Signorell Ladina M, Seitz Dominik, Merkel Sabina, Berger Rosemarie, Rudin Christoph
University Children's Hospital, Basel, Switzerland.
Pediatr Infect Dis J. 2006 Feb;25(2):123-8. doi: 10.1097/01.inf.0000195542.43369.96.
In the absence of mandatory nationwide toxoplasmosis screening during pregnancy in Switzerland, the Basel region introduced cord blood screening in 1982.
From 1982 to 1999, 64,622 cord blood samples (>90% of all neonates) collected in Basel region obstetric units were screened for toxoplasma specific immunoglobulin (Ig) G, M and A antibodies using commercial kits. Neonates with relevant results (IgG titers > or =300 IU/mL, or > or =200 IU/mL in the Abbott Toxo IMX system, and/or positive IgM or IgA antibodies) were monitored until clarification of infection status. From 1991 onward, retrospective maternal and follow-up data on these children were also collected by questionnaire.

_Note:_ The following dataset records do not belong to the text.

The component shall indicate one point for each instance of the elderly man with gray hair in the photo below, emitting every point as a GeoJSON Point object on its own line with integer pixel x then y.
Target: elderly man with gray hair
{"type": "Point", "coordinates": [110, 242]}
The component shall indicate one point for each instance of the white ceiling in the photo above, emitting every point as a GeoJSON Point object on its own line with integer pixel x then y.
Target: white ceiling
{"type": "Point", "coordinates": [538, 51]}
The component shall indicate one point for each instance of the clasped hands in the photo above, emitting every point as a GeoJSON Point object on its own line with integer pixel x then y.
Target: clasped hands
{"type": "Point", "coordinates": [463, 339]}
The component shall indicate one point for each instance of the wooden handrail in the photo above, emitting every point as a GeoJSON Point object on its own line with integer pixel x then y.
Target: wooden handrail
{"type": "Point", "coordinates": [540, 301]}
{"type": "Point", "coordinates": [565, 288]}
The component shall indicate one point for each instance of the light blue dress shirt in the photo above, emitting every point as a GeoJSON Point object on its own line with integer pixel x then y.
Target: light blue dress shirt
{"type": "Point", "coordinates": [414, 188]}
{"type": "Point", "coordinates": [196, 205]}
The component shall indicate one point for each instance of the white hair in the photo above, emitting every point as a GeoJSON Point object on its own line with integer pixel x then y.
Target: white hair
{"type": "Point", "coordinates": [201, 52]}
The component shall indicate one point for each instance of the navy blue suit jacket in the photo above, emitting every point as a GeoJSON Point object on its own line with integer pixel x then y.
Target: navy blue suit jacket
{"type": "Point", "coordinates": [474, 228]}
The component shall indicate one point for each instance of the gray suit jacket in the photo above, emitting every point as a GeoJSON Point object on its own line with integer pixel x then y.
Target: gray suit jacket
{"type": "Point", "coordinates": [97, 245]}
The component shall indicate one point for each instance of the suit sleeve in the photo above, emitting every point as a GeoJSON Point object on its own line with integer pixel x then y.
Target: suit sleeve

Despite increasing maternal age, seroprevalence for toxoplasmosis decreased steadily from 53% (1982-1985) to 35% (1999). During the same period, the prevalence of congenital toxoplasmosis declined from 0.08% to 0.012%. IgM and/or IgA antibodies were present with the Platelia Toxo test (enzyme-linked immunosorbent assay; sanofi pasteur; Bio-Rad) in the cord blood samples of 17 of 18 infected neonates born between 1986 and 1999, regardless of maternal treatment in pregnancy. Vertical transmission rates in 69 women with proven or suspected primary infection between 1991 and 1999 were 3.9% with, compared to 27.7% without, antiparasitic treatment during pregnancy.
Toxoplasma seroprevalence and congenital toxoplasmosis incidence declined markedly in northwestern Switzerland from 1982 to 1999. Our data provide no conclusive evidence that maternal antiparasitic therapy in pregnancy affects vertical transmission because the treatment group also included women with suspected but unproven primary infection during pregnancy. Because toxoplasma specific IgA/IgM antibodies in cord blood identified almost all infected children, screening at birth may be more cost effective than during pregnancy.
在瑞士缺乏全国性孕期强制性弓形虫病筛查的情况下,巴塞尔地区于1982年引入了脐血筛查。
1982年至1999年期间,使用商业试剂盒对在巴塞尔地区产科单位采集的64622份脐血样本(超过所有新生儿的90%)进行弓形虫特异性免疫球蛋白(Ig)G、M和A抗体筛查。对结果相关的新生儿(IgG滴度≥300 IU/mL,或在雅培弓形虫IMX系统中≥200 IU/mL,和/或IgM或IgA抗体呈阳性)进行监测,直至感染状况明确。从1991年起,还通过问卷调查收集了这些儿童的回顾性母亲及随访数据。
尽管产妇年龄增加,但弓形虫病血清阳性率从1982 - 1985年的53%稳步下降至1999年的35%。同期,先天性弓形虫病的患病率从0.08%降至0.012%。在1986年至1999年出生的18例感染新生儿中,有17例的脐血样本通过普立泰科弓形虫检测(酶联免疫吸附测定;赛诺菲巴斯德;伯乐)检测出IgM和/或IgA抗体,无论母亲在孕期是否接受治疗。1991年至1999年期间,69例确诊或疑似原发性感染的女性中,孕期接受抗寄生虫治疗者垂直传播率为3.9%,未接受治疗者为27.7%。
1982年至1999年期间,瑞士西北部弓形虫血清阳性率和先天性弓形虫病发病率显著下降。我们的数据没有提供确凿证据表明孕期母亲抗寄生虫治疗会影响垂直传播,因为治疗组还包括孕期疑似但未经证实原发性感染的女性。由于脐血中弓形虫特异性IgA/IgM抗体几乎能识别所有受感染儿童,出生时筛查可能比孕期筛查更具成本效益。